Normalized relative quantity (NRQ) of cDNA (target) was determined using the mean Cq normalized to the reference template average (Ref is Arp1 or Arp1 + RPS5/2) adjusted for primer efficiency:

$$NRQ=E^{-\mathrm{\Delta }Cq}$$

where $E=1+\left(\%\text{primer}\hspace{0.17em}\text{efficiency}/100\right)$ and $\mathrm{\Delta }Cq=Cq\hspace{0.17em}target-Cq\hspace{0.17em}Ref$.

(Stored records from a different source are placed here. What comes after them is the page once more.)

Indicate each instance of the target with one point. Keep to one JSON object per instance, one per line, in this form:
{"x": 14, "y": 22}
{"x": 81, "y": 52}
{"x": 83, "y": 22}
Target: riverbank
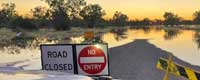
{"x": 137, "y": 61}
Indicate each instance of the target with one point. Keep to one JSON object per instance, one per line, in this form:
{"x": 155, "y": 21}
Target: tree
{"x": 120, "y": 19}
{"x": 40, "y": 15}
{"x": 171, "y": 19}
{"x": 196, "y": 19}
{"x": 92, "y": 14}
{"x": 7, "y": 13}
{"x": 62, "y": 11}
{"x": 19, "y": 23}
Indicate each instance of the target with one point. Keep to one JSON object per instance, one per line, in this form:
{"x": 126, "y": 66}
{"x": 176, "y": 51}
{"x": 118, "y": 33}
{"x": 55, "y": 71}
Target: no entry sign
{"x": 84, "y": 59}
{"x": 92, "y": 59}
{"x": 57, "y": 58}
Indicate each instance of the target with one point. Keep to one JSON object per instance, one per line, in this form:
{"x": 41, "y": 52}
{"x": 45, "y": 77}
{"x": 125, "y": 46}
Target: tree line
{"x": 64, "y": 14}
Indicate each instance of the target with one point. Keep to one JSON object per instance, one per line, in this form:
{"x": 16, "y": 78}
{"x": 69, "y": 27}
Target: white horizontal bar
{"x": 91, "y": 59}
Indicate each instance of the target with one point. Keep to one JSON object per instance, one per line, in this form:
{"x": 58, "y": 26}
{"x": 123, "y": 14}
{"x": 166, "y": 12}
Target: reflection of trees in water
{"x": 119, "y": 33}
{"x": 146, "y": 29}
{"x": 171, "y": 33}
{"x": 197, "y": 38}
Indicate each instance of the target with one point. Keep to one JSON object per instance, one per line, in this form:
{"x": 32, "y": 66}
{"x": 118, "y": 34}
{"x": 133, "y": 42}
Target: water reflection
{"x": 171, "y": 33}
{"x": 146, "y": 29}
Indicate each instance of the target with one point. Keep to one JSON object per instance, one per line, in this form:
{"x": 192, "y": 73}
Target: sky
{"x": 135, "y": 9}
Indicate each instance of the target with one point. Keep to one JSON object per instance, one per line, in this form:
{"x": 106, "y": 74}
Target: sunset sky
{"x": 153, "y": 9}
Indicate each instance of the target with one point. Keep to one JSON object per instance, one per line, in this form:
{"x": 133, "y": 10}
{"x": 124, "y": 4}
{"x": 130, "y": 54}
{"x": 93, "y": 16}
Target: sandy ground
{"x": 137, "y": 61}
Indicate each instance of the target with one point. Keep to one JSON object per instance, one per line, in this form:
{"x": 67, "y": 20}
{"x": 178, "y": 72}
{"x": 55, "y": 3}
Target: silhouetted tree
{"x": 40, "y": 15}
{"x": 119, "y": 19}
{"x": 62, "y": 11}
{"x": 7, "y": 13}
{"x": 196, "y": 17}
{"x": 22, "y": 23}
{"x": 92, "y": 14}
{"x": 146, "y": 21}
{"x": 171, "y": 19}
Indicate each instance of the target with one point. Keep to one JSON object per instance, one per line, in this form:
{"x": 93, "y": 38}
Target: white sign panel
{"x": 57, "y": 58}
{"x": 92, "y": 59}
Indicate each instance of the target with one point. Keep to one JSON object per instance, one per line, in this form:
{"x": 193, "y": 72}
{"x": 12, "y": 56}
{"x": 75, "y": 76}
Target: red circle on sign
{"x": 92, "y": 60}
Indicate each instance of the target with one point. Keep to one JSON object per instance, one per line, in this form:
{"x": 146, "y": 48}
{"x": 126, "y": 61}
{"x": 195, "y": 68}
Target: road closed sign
{"x": 92, "y": 59}
{"x": 57, "y": 58}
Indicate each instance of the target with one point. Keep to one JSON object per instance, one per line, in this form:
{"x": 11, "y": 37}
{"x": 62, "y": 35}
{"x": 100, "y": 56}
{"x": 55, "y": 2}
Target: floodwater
{"x": 184, "y": 44}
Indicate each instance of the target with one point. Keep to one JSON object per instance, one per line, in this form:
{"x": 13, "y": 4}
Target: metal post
{"x": 166, "y": 77}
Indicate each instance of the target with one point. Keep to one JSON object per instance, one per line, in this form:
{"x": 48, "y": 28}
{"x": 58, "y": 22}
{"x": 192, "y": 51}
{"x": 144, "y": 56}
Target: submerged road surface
{"x": 137, "y": 61}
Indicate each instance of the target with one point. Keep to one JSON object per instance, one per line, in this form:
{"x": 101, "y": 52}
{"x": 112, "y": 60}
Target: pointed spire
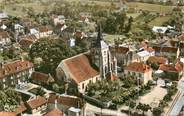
{"x": 99, "y": 36}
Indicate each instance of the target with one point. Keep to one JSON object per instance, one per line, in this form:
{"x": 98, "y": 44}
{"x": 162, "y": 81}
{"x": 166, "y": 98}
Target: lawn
{"x": 159, "y": 21}
{"x": 110, "y": 38}
{"x": 37, "y": 91}
{"x": 150, "y": 7}
{"x": 153, "y": 98}
{"x": 134, "y": 15}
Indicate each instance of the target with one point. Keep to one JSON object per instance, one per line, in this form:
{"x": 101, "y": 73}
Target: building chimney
{"x": 55, "y": 103}
{"x": 1, "y": 65}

Data were log₂-transformed back to a Cq scale (where 1 Cq = twofold change in target template abundance) and gene expression was plotted as log₂NRQ. For graphical clarity, microbial loads were linearly transformed to a positive scale, plotted as “normalized load.” Data across treatment groups were typically non-Gaussian-distributed; thus, variation in load was analyzed using one-way ANOVA with nonparametric Kruskal–Wallis test and Dunn’s multiple comparison tests at α = 0.05. Planned paired comparisons were made on microbial loads in single vs. mixed species treatment groups with two-tailed Mann–Whitney U tests (α = 0.05). Data means were analyzed according to treatment and colony of origin variables with two-way ANOVA and Bonferroni posttests. Spearman correlations of two measured variables (microbial load and gene expression) were performed using nonparametric two-tailed tests with 95% confidence intervals. Statistics were performed with Prism 5 version 5.0b for Mac OSX (GraphPad Software, Inc.).